E se intendono in senso letterale la frase: Il cielo è per me il trono e la terra lo sgabello dei miei piedi, ( Is 66,1 ) e se a questa posizione si riferisce anche il Signore con le parole: Non giurate né per il cielo perché è il trono di Dio, né per la terra perché è lo sgabello dei suoi piedi, ( Mt 5,34-35 ) che cosa v'è di strano se il diavolo, giunto sulla terra, si è fermato davanti ai piedi di Dio e ha detto qualche cosa in sua presenza? ( Gb 1,7 )

Quando infatti questi tali finiranno per capire che non v'è anima, quantunque perversa, che comunque in qualche modo può ragionare, nella cui coscienza Dio non parli?

Chi se non Dio ha scritto nel cuore degli uomini la legge naturale?

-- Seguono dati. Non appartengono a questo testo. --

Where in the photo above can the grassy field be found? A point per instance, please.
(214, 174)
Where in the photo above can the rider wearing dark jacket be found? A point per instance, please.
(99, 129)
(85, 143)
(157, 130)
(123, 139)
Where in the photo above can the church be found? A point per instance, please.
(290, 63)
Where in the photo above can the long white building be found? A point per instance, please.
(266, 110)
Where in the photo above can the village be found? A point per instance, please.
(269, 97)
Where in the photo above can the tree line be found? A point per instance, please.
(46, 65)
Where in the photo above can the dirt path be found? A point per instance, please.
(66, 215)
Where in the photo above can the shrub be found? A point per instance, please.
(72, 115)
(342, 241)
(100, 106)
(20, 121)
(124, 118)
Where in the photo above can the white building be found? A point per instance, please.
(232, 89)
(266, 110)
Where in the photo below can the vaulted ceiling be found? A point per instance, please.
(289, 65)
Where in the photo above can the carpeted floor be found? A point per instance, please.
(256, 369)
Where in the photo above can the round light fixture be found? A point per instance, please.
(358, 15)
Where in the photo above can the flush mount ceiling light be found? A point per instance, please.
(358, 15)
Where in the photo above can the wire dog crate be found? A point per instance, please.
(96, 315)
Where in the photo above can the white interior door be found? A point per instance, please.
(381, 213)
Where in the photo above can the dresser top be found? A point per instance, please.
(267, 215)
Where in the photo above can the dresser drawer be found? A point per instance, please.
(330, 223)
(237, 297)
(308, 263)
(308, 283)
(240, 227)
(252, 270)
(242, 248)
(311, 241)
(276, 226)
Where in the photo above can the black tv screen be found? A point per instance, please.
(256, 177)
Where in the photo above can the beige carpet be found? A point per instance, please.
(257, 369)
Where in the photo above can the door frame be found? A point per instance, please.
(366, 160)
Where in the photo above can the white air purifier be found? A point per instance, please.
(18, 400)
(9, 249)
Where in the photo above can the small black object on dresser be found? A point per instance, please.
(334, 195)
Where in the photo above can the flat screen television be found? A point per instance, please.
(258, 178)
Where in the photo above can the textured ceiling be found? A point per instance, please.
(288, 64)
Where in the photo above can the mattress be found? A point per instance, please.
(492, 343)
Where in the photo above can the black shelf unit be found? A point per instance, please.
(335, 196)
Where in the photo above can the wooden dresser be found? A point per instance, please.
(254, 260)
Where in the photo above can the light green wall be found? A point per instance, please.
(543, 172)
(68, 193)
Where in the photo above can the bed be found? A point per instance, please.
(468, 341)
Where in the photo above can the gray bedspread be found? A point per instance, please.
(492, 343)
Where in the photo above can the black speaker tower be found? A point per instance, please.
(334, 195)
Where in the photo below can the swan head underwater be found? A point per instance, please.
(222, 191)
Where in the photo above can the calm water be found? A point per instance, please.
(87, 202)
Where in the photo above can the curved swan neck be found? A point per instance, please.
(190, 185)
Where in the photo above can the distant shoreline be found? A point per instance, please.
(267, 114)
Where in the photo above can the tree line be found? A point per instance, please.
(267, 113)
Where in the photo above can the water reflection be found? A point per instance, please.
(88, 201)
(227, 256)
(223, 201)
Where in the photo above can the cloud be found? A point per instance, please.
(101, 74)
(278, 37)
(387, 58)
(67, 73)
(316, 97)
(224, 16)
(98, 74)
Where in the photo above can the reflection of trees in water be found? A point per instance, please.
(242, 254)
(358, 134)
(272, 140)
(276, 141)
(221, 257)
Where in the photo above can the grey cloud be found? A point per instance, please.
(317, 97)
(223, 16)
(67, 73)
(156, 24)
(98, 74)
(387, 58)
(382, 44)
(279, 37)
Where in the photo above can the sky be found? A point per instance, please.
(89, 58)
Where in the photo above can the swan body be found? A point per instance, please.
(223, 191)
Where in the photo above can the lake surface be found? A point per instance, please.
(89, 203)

E di questa legge dice l'Apostolo: Quando i pagani, che non hanno la legge, per natura agiscono secondo la legge, essi pur non avendo la legge, sono legge a se stessi; dimostrano infatti che quanto la legge esige è scritto nei loro cuori, come risulta dalla testimonianza della coscienza di essi e dei loro stessi ragionamenti che li accusano o anche li difendono nel giorno in cui Dio giudicherà i segreti degli uomini. ( Rm 2,14-16 )

Quindi ogni anima ragionevole, sia pure accecata dalla passione, tuttavia pensa e ragiona e tutto ciò che mediante il suo ragionamento è vero non si deve attribuire a lei, ma alla luce stessa della verità, dalla quale sia pure scarsamente nei limiti della sua capacità è illuminata, affinché nel pensare percepisca come vero qualche cosa.

Non c'è quindi da far meraviglie se si afferma che l'anima del diavolo, corrotta da un depravante pervertimento, ha udito dalla voce di Dio, cioè dalla voce della stessa verità tutto ciò che ha pensato su un uomo virtuoso, quando volle tentarlo; ( Gb 1,8; Gb 2,3 ) e invece tutto ciò che era falso si attribuisce a quel pervertimento da cui ha avuto l'appellativo di diavolo.

Tuttavia anche per mezzo di creatura fisicamente visibile spesso Dio ha parlato tanto ai buoni che ai cattivi secondo i meriti di ciascuno, come Signore e guida di tutti e loro ordinatore al fine; ha parlato anche per mezzo di angeli che si manifestarono in sembianze umane e per mezzo dei profeti che dicevano: Queste cose dice il Signore.

Che meraviglia quindi se si dice che Dio ha parlato col diavolo non certamente attraverso il pensiero, ma mediante una creatura ovviamente adattata allo scopo?

9.33 - … nel confronto col Nuovo Testamento

E non suppongano che è proprio di deferenza e quasi merito di virtù il fatto che Dio ha parlato con lui, perché ha parlato con uno spirito angelico, sebbene stolto e vizioso, come se parlasse con un'anima umana stolta e viziosa.

Oppure dicano essi stessi in che modo Dio ha parlato con quel ricco, di cui volle biasimare un vizio molto stolto con le parole: Stolto, questa notte l'anima ti sarà richiesta e di chi saranno le ricchezze che hai messo da parte? ( Lc 12,20 )

Evidentemente questo lo dice il Signore stesso nel Vangelo, al quale questi eretici, volere o no, chinano la testa.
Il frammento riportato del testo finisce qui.